Un demonio en Babel (o el viaje dentro del viaje dentro del viaje)
Imagen por Correoppola
Espero, amiga, que no tomes a mal si ahora te presumo mis viajes, sean geográficos, poéticos o psicotrópicos; no tendrías por qué sentir envidia, my dear, y además te lo cuento por una buena causa, como ya verás. Viajar es un placer al que todos tenemos derecho: nadie te amarra los pies para que no viajes aunque sea a la calle, al rancho vecino o al éxtasis alucinógeno. A menos que seas un presidiario, pero incluso así te queda el recurso de leer o de chingarte un buen churro. Eso es lo que hago a diario, you know: metido en mi estudio, leyendo con un café y una pipa de hachís a un lado. Pero leyendo que viajaba me dieron ganas de viajar realmente, de suerte que un buen día alguien me dio una beca para escribir un libro de viajes, y me vi con un pasaje de avión con destino a España, que fue a dónde apuntó la brújula.

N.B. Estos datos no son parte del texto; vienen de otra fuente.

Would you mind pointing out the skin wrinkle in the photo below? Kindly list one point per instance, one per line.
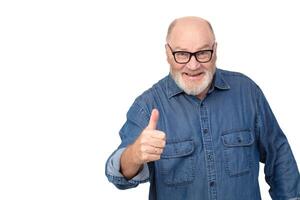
(191, 34)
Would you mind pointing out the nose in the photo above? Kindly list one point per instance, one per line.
(193, 64)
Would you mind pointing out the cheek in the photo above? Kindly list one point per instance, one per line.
(176, 67)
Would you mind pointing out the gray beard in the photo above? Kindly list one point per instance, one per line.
(194, 89)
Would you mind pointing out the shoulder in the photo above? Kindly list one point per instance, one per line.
(237, 79)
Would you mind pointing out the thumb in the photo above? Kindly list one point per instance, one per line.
(153, 120)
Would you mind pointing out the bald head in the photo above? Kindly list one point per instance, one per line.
(188, 23)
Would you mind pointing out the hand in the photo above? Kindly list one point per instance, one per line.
(146, 148)
(151, 142)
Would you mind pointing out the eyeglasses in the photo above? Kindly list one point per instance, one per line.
(183, 57)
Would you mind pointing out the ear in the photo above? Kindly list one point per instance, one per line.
(168, 53)
(215, 50)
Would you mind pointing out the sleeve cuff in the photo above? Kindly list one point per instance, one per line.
(113, 169)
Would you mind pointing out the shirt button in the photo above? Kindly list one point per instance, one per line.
(209, 157)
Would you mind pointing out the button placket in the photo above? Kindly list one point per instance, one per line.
(209, 153)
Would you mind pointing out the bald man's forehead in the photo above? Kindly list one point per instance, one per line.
(189, 26)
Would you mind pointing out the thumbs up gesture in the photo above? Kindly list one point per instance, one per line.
(151, 142)
(146, 148)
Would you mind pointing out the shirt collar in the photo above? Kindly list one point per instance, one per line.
(218, 82)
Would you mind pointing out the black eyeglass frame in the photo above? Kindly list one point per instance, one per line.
(192, 54)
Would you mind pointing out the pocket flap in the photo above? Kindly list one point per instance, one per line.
(240, 138)
(178, 149)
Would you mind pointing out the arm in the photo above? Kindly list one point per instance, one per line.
(281, 171)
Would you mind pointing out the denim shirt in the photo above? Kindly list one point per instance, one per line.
(213, 146)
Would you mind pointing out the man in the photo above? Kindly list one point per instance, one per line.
(200, 132)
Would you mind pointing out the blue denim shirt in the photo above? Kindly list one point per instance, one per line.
(214, 145)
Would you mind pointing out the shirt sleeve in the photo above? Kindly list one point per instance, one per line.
(281, 171)
(115, 176)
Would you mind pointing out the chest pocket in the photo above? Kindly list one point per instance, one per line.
(177, 164)
(237, 146)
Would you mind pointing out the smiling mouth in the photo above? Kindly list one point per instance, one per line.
(193, 75)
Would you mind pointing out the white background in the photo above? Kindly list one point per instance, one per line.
(69, 70)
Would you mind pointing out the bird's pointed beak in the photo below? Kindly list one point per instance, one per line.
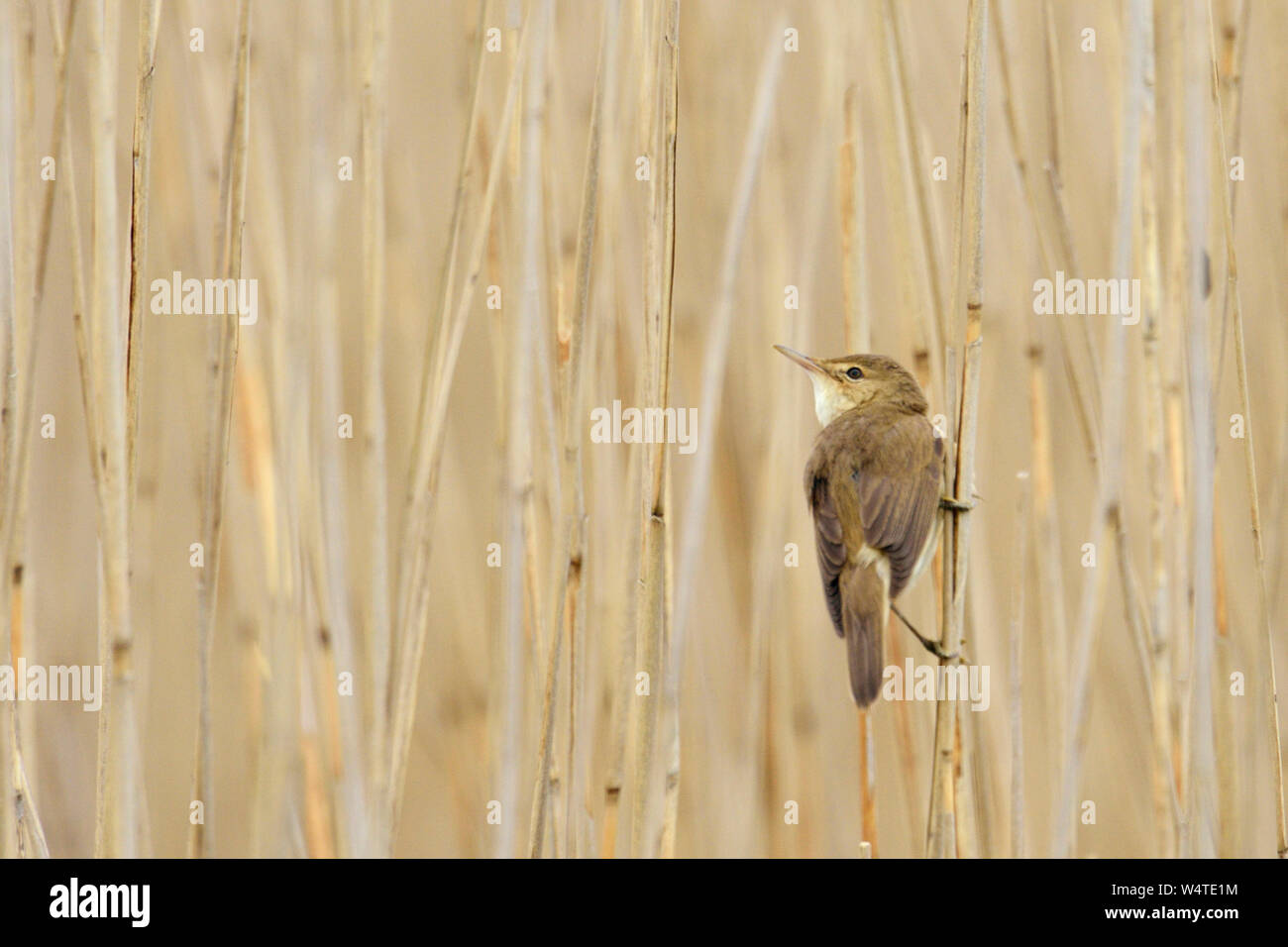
(802, 359)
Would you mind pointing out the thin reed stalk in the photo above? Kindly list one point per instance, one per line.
(222, 367)
(960, 457)
(653, 618)
(568, 598)
(1269, 681)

A partir de ahí le agarré gusto, ya ves: luego se vuelve difícil parar, sobre todo cuando aprendes a viajar dentro del viaje dentro del viaje. En todo caso, amiga, si vas a la península ibérica, te aconsejo que no cargues libros ni sustancias ilegales: allá nunca faltará literatura, tabaco ni alcohol, si es lo que quieres. Aunque si lo tuyo es aderezarlo con ácido lisérgico (como tu psicodélico servidor), tendrás que arriesgarte un poco más, cargando unas cuantas papeletas, novelescamente disimuladas entre las páginas de alguna novela clásica, como Camino de perfección de Pío Baroja o el El papa del mar, de Blasco Ibáñez. Novelas de cuya templada pureza, fe y tradición católicas, nadie tendrá por qué dudar jamás (por más fosforescentes que traigas los ojos). Y si las menciono es porque esas dos novelas, como verás, me condujeron a las revelaciones lisérgicas que quería compartir contigo.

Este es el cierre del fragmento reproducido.